Orologeria svizzera sotto assedio: i dazi USA minacciano tutto il settore
L’orologeria svizzera, da sempre sinonimo di eccellenza e prestigio, si trova di fronte a una delle sfide più delicate degli ultimi decenni. I nuovi dazi imposti dagli Stati Uniti potrebbero cambiare radicalmente l’equilibrio del settore, con conseguenze che andranno ben oltre i confini elvetici.
Se per gli orologi tedeschi o giapponesi il rincaro si “ferma” a un 15%, per i marchi svizzeri la tariffa sale a un devastante 39%. Una cifra che rischia di compromettere un mercato cruciale: gli Stati Uniti, infatti, rappresentano in media il 25% delle esportazioni di orologi svizzeri.
Un problema senza facili soluzioni
L’obiettivo della politica americana, spinta da Donald Trump, è chiaro: spingere le aziende straniere a produrre sul suolo statunitense o, in alternativa, favorire il consumo di prodotti locali. Ma l’orologeria svizzera non è un’industria qualsiasi: la sua filiera è complessa, specializzata e profondamente radicata nel territorio elvetico.

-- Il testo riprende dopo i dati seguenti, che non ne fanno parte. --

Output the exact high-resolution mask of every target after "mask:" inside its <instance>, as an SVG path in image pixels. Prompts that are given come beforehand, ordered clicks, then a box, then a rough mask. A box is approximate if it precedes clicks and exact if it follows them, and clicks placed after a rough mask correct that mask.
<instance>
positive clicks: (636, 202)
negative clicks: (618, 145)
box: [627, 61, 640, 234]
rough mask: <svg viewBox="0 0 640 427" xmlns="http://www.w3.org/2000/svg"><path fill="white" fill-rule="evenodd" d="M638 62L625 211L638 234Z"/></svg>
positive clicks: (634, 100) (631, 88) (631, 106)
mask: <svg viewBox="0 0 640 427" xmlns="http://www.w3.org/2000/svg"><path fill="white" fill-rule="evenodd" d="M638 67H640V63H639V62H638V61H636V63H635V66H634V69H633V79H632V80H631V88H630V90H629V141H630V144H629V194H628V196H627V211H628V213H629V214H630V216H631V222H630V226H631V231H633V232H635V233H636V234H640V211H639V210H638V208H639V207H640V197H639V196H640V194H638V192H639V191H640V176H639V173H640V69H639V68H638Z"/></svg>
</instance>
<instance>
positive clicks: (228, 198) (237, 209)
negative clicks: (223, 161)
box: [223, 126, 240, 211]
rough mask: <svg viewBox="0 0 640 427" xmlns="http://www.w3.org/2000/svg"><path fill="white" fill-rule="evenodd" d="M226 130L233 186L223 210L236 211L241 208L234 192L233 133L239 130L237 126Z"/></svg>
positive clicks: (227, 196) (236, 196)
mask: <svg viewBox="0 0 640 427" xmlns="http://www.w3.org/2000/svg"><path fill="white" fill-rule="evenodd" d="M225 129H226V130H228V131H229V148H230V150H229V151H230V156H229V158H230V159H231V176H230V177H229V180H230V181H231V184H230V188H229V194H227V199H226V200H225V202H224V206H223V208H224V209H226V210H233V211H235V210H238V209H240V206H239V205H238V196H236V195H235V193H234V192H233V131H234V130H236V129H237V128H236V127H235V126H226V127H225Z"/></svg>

Costruire una fabbrica verticale negli USA? Praticamente impossibile. I costi sarebbero astronomici e i tempi biblici, come dimostrano i nuovi stabilimenti Rolex in Svizzera, iniziati da un paio d’anni e operativi solo nel 2030. Anche l’ipotesi di assemblare gli orologi oltreoceano non regge: i pezzi subirebbero comunque il dazio, e senza l’etichetta Swiss Made l’orologio perderebbe gran parte del suo valore simbolico e commerciale.

Un impatto globale inevitabile
Le aziende hanno provato a correre ai ripari con spedizioni massive prima dell’entrata in vigore delle tariffe, ma ora bisogna pensare al futuro. Alcuni marchi potrebbero assorbire parte dei costi ma non la totalità, anche perchè resistere a un calo del 40% dei profitti è una sfida proibitiva.
La soluzione più probabile? Spalmare l’aumento a livello globale. Invece di alzare i prezzi del 20% solo negli USA, le maison potrebbero ritoccarli del 7–8% in tutto il mondo. Una strategia che manterrebbe aperto il mercato americano, ma a discapito dei consumatori internazionali.
Non è una novità: i listini erano già saliti durante il Covid e probabilmente succedere ancora. Come spesso succede, tra l’altro, i prezzi comunque non torneranno a scendere una volta passata la tempesta.
È plausibile attendersi allora un nuovo boom del mercato dell’usato e del cosiddetto “secondo polso”, con il ritorno in auge del mercato grigio.


Chi rischia di più
Se i grandi gruppi, forti di risorse e liquidità, hanno la possibilità di resistere e attendere tempi migliori, la situazione è molto più delicata per i brand indipendenti e i microbrand. Le banche sono poco propense a sostenerli e il rischio di vedere sparire interi marchi è concreto.
Anche il posizionamento conta: i brand di fascia alta, rivolti a una clientela meno sensibile al prezzo, potrebbero soffrire meno. Al contrario, chi produce orologi più accessibili si troverà davanti a un crollo delle vendite, perché il pubblico mainstream è inevitabilmente più colpito dalle variazioni di prezzo.

L’amara conclusione: meno scelta, prezzi più alti
La guerra dei dazi potrebbe lasciare dietro di sé uno scenario amaro: listini gonfiati, minore concorrenza e un’erosione del tessuto indipendente dell’orologeria svizzera. In altre parole, una doppia penalizzazione per i consumatori di tutto il mondo: meno scelta e prezzi più alti.
Il settore, simbolo del lusso e dell’artigianato europeo, sta per affrontare acque turbolente. Solo i più forti e strutturati riusciranno a restare a galla.